El plano entregado a los visitantes, similar al que se utiliza en
museos y pinacotecas, detalla todo prolijamente, imposible no
identificar cada recinto, cada pasadizo, cada túnel, cada metro del
terreno: la oficina de ingreso, los patios con las celdas, la
“enfermería” donde los médicos prisioneros atendían a sus compañeros
de infortunio, el depósito de cadáveres, el patíbulo, los
degradantes gabinetes higiénicos, los cuarteles de la SS, la
llamada Casa Solariega, residencia del comandante de la prisión y
algunos vigilantes, las fosas comunes...
La soledad es quebrada por escasos turistas. Cuando
al caminar entre esos solitarios habitáculos los zapatos rozan el
suelo de pequeñísimas piedras, producen un sonido evocador de negras
botas, mientras del silencio brotan ecos de órdenes terminantes y el
ruido de tacones que se golpean secamente uno contra otro. El resto
es más silencio aún: la agonía y la muerte ya no se ven. Un desnivel
del terreno lleva hacia el túnel. Por allí circulaban los
condenados a muerte. Lo atravieso sin darme vuelta. Nuevamente
percibo un panorama que para otros fue su despedida de la vida.
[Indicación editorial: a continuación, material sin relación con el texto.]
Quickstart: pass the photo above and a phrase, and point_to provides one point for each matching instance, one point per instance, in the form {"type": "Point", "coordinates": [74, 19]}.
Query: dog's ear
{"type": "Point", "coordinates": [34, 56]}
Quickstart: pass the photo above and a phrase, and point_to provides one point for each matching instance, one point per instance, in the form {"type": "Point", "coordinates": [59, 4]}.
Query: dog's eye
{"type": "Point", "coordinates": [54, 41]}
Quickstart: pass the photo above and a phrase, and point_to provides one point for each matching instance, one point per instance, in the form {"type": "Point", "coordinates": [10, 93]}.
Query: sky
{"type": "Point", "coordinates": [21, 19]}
Sobre el terraplén puede verse el muro hollado por las balas. Las
que no dieron en el blanco y las que traspasaron los cuerpos.
No hay flores. Solamente algunas pequeñas piedras que los visitantes
judíos dejan en el lugar. El doloroso recuerdo de las vidas
arrebatadas con industrializada y perversa planificación, tan igual
para todos, marca sus diferencias a la hora del homenaje. Flores
para unos, piedras para otros. La muerte y la tortura como
denominador común.
“Arbeit Macht Frei” se lee en contundentes caracteres
blancos sobre el negro arco de un grueso muro que separa diversas
áreas de la prisión de Terezín. “El trabajo os hará libres”, es
aproximadamente su traducción. El lema con que los nazis “motivaban”
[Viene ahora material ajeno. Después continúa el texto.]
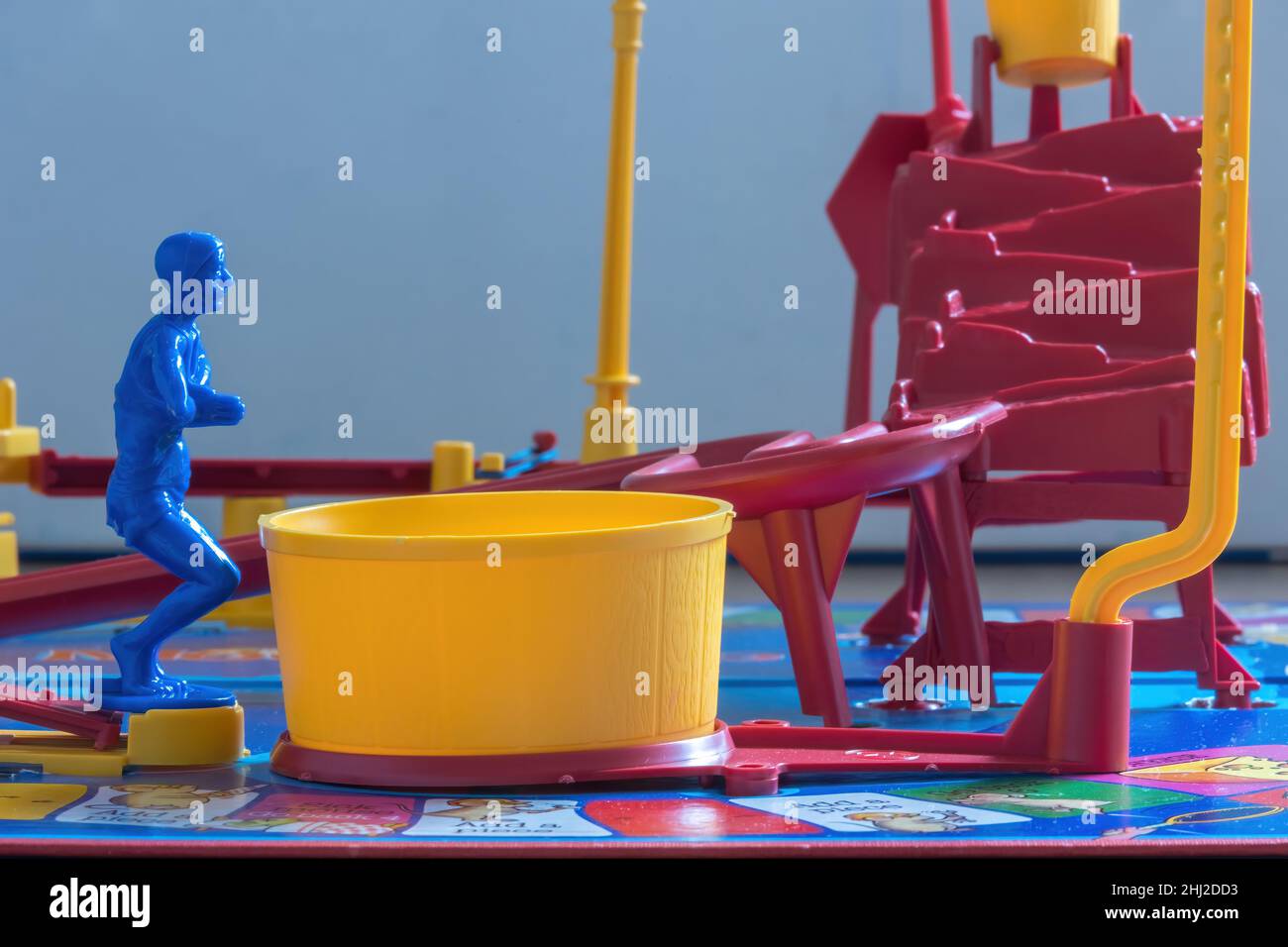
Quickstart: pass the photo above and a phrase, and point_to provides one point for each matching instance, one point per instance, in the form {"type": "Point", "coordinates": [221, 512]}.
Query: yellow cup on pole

a sus prisioneros. El mismo que tantas veces pudo verse en filmes
sobre campos de concentración, películas donde los héroes
sobrevivían en porcentaje suficiente para dejarnos abandonar la sala
con cierta dosis de sosiego espiritual. Ahora no se trata de cine.
Extraña sensación. El pequeño fuerte de Terezín, la prisión
de Terezín, puede evocar a la fortaleza de Santa Teresa por su
arquitectura. Dentro, calles solitarias y edificios de ladrillo con
su invitación casi morbosa para transitar el pasado. Penetro por un
largo corredor sobre una de cuyas paredes se abren las negras
puertas de hierro de las celdas. Paso golpeándolas una tras otra,
pretendo sentir al unísono la sensación del oficial nazi y la del
prisionero. Pero nada resulta tan perturbador como el silencio y los
espacios vacíos, los camastros, las claraboyas, escuálido reflejo
del dolor que aún flota en cada uno de esos diminutos recintos
donde se apiñaban hasta cien personas.
La historia gusta superponer fechas. Si Goya inmortalizó
con su pincel los fusilamientos del 2 de mayo en Madrid, otro 2 de
mayo, pero de 1945, y en Terezín, fue testigo de la ejecución de
miembros de organizaciones de resistencia. Esos cuerpos fueron a la
fosa común, convertida hoy en ligero montículo donde aún yacen
aquellos despojos que no pudieron ser exhumados en el verano de
1945.
La prisión de Terezín atrapa. La recorro una y otra vez.
Esas letras góticas a que son tan afectos los germanos parecen
amenazar aún hoy al visitante: Geschäftszimmer (oficina de ingreso),
Waschstube (puesto de guardia), Krankenreiver (hospital), y otros
grafismos que más allá de su preciso significado en alemán no se
despojan de lóbregas connotaciones. Se me ocurre que un especialista
en semiótica podría utilizar estos carteles para complejas
explicaciones acerca de la diferencia entre significante y
significado.
Una gigantesca
estrella de David y una cruz cristiana del mismo tamaño conviven a
las puertas del fuerte, y en torno a ellas, cientos de lápidas. Me
dirijo nuevamente a la carretera que lleva al pueblo, al viejo
“ghetto”. Los arboles bordean el camino y recostada contra un
pequeño muro, una bella y joven mujer –una inconfundible belleza
local, pienso rápidamente- me habla en checo. Al percatarse que no
le entiendo, apela a un inglés tan primario como el mío y me ofrece
su amor por una suma irrisoria. Le pregunto si es checa. Con
cautivante sonrisa me aclara que vive en ese país, pero es
alemana.
El amor, aunque sea mercenario, puesto a disposición de
quienes acaban de repasar las formas más abyectas de la muerte.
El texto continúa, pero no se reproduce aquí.